Copyright © 2008 by the American Association for the Advancement of Science

Getting Your Loops Straight

L. Bryan Ray

Figure 1
CREDIT: F. GIUDICELLI ET AL., PLOS BIOLOGY 5, 6 (7 JUNE 2008)
Complicated biochemical signaling pathways regulate the function of living cells. Such regulatory networks often have "downstream" components that provide input to components that act earlier in a pathway, creating feedback loops. These feedback loops have the potential to greatly alter the properties of a pathway and how it responds to stimuli. To fully understand these regulatory systems and exploit their vast potential as targets of therapeutic strategies, we need quantitative information on the flow of signals through a pathway and on the timing and location of signaling events within cells. We need to explore the properties that determine, for example, whether a system shows a graded response to a stimulus or turns on and off like a switch, how long a pathway stays activated, whether its output oscillates, which components can be perturbed to control the output of the system, and so on. The papers assembled in this special issue and in the companion issue of Science Signaling highlight recent progress in tackling these challenges.
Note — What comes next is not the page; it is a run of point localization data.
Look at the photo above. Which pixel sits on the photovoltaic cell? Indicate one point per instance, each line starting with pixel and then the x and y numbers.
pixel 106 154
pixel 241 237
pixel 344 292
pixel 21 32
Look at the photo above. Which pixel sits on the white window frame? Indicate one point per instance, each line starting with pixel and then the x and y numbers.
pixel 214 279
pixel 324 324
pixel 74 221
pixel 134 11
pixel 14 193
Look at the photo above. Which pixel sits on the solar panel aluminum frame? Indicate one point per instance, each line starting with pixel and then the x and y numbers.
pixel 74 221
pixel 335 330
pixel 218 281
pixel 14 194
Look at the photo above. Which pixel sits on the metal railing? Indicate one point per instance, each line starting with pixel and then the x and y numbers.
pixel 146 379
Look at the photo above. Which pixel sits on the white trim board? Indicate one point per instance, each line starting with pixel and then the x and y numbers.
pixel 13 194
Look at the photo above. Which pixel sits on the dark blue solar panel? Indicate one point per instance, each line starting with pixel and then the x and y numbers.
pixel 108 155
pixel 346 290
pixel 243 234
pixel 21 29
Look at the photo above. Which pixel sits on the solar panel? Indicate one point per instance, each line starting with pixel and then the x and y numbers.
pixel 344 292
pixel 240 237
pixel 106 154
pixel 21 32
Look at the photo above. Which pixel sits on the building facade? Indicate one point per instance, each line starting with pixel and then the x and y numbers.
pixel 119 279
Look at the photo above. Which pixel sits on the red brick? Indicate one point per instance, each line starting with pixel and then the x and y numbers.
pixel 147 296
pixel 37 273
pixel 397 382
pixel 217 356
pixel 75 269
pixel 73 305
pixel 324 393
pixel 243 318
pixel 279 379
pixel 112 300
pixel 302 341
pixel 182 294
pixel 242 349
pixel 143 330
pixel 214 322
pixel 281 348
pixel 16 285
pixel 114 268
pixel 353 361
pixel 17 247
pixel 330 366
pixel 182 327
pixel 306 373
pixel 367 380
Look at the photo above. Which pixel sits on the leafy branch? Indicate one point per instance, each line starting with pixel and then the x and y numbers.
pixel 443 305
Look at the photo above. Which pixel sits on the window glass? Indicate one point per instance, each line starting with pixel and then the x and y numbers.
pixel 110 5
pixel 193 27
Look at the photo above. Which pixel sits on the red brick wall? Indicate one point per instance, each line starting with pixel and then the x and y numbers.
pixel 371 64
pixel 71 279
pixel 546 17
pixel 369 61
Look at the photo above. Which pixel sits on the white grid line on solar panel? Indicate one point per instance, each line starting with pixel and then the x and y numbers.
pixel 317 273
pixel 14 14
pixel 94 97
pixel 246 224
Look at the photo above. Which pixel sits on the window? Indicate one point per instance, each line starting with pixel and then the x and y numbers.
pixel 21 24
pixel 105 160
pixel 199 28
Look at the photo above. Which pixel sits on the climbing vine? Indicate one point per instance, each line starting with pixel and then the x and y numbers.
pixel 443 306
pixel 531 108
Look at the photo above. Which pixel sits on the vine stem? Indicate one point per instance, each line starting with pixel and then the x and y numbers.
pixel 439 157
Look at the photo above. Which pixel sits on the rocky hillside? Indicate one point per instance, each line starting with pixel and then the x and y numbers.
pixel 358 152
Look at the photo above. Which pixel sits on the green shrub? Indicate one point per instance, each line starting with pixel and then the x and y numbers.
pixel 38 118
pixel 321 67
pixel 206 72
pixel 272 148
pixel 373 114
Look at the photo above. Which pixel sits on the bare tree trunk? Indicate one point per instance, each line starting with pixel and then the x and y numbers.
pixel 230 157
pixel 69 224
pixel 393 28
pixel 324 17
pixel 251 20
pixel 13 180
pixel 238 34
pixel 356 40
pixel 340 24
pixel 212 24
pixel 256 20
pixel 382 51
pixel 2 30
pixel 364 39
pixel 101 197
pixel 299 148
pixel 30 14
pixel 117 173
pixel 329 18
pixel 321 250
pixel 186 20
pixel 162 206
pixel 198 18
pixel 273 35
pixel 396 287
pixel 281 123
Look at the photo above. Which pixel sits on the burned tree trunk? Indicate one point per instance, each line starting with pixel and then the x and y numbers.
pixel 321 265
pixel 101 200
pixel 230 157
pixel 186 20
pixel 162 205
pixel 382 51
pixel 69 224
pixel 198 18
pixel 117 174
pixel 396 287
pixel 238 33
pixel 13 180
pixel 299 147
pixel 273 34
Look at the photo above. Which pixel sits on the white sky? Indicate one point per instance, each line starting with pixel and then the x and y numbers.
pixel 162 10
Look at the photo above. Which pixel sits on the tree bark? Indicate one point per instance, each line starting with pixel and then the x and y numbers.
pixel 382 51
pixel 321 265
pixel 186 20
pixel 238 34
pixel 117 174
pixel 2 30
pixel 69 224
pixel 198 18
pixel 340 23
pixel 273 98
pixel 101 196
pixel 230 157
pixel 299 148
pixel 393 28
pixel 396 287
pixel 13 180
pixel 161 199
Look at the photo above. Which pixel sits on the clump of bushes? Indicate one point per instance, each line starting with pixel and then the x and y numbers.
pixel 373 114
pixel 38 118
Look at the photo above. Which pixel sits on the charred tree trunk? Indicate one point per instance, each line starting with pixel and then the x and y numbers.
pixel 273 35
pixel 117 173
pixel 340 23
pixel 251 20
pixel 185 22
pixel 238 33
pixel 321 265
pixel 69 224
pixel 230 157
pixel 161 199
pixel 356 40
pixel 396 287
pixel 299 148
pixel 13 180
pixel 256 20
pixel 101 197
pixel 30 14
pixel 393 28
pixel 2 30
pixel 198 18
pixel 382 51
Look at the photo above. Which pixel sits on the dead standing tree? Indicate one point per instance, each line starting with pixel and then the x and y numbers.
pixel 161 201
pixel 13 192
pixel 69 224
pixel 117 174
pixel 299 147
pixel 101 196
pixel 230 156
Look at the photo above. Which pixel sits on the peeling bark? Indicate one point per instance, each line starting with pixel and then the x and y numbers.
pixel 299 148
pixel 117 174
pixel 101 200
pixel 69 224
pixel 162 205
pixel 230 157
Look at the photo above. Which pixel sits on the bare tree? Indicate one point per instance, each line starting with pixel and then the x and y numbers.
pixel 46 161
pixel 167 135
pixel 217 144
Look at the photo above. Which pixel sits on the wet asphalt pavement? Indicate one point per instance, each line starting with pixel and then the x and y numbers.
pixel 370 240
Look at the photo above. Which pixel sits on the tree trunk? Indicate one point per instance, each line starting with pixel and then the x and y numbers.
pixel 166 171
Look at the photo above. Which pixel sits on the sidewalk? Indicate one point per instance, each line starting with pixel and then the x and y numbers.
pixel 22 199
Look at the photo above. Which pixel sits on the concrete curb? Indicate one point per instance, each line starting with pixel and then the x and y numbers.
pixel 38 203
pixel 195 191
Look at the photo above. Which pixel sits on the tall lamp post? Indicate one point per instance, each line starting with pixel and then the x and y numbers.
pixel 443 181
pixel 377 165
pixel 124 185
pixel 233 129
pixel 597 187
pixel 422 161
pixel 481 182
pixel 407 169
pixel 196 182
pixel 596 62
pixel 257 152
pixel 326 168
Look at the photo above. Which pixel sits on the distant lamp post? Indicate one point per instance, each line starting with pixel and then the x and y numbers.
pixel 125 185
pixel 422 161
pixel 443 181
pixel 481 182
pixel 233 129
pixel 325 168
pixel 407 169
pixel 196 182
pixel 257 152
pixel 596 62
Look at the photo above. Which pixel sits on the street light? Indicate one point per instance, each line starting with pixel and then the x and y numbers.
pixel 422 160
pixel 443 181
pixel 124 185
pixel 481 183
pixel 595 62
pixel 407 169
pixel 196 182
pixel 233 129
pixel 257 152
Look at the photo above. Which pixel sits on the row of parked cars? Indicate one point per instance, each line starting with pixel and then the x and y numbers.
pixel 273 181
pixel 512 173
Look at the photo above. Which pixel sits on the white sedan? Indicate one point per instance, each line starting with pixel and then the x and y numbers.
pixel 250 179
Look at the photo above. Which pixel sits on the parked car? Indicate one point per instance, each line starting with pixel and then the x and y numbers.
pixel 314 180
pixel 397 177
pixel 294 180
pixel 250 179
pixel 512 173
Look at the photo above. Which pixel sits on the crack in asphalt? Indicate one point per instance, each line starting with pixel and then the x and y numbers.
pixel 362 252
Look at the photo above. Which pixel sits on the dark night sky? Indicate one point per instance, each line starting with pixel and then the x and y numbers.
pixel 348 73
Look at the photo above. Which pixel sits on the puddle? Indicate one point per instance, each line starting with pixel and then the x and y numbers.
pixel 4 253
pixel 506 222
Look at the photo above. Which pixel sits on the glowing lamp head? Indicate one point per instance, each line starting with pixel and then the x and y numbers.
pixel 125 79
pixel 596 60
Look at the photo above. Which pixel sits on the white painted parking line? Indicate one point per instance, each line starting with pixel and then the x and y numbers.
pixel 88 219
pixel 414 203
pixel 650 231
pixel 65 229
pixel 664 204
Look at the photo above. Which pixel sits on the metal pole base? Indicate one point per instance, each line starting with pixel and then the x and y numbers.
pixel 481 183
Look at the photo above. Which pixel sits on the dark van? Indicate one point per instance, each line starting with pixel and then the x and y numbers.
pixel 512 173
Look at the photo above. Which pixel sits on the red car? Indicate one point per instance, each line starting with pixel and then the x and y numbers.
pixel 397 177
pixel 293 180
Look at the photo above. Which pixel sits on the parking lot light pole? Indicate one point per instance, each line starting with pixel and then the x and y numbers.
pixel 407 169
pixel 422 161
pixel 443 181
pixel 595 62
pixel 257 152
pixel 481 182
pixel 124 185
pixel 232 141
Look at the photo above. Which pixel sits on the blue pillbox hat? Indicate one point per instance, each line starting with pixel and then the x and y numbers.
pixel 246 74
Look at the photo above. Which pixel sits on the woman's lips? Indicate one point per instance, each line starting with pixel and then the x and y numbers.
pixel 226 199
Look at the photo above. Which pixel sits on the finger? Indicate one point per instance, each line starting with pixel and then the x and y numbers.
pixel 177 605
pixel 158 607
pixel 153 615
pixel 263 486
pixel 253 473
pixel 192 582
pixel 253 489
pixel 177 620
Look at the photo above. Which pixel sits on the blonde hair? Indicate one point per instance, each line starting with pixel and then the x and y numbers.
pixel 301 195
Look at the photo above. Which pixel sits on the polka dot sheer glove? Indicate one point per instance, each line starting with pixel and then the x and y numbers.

The systems-level approaches required to understand signaling networks often integrate mathematical modeling with traditional biochemical analysis. Brandman and Meyer (p. 390) describe the ways in which feedback loops allow sophisticated regulatory responses, such as adaptable sensors that respond to changes in the amplitude of an input signal rather than the absolute amount of that signal. Lewis (p. 399) summarizes recent examples in which modeling approaches allow new insights into classical problems in development. Spemann's organizer, for example, emits a gradient of signaling molecules, and recent work explains how the system adjusts when an embryo is damaged, to recreate a complete body axis. Tools that allow precise noninvasive control and monitoring of biochemical components facilitate sorting out how a system responds. As Gorostiza and Isacoff explain (p. 395), it is now possible not only to sample the output of signaling systems by monitoring the fluorescence of reporter molecules but also to engineer proteins with light-dependent isomerization switches that, when reintroduced into cells, can be controlled precisely in time and space by exposure to light.

At Science Signaling (see www.sciencemag.org/cellsignaling08), an original research paper by Abdi et al. takes strategies that engineers use to understand the vulnerability of digital circuits and applies them to biological systems to identify key elements of cellular signaling networks. In Perspectives, Dohlman discusses how scaffolding molecules can determine the graded or switchlike response of a pathway. Elston summarizes how responses to pulsatile inputs are used to understand the dynamic behavior of a signaling system in yeast. Chiang and Muir outline advances in chemical approaches providing deeper insight into signaling mechanisms.

Getting your loops straight--or understanding how a complicated signaling network might respond in any given situation--does not come easily or intuitively. But the approaches mentioned here are clearly opening a large area of investigation of enormous practical potential.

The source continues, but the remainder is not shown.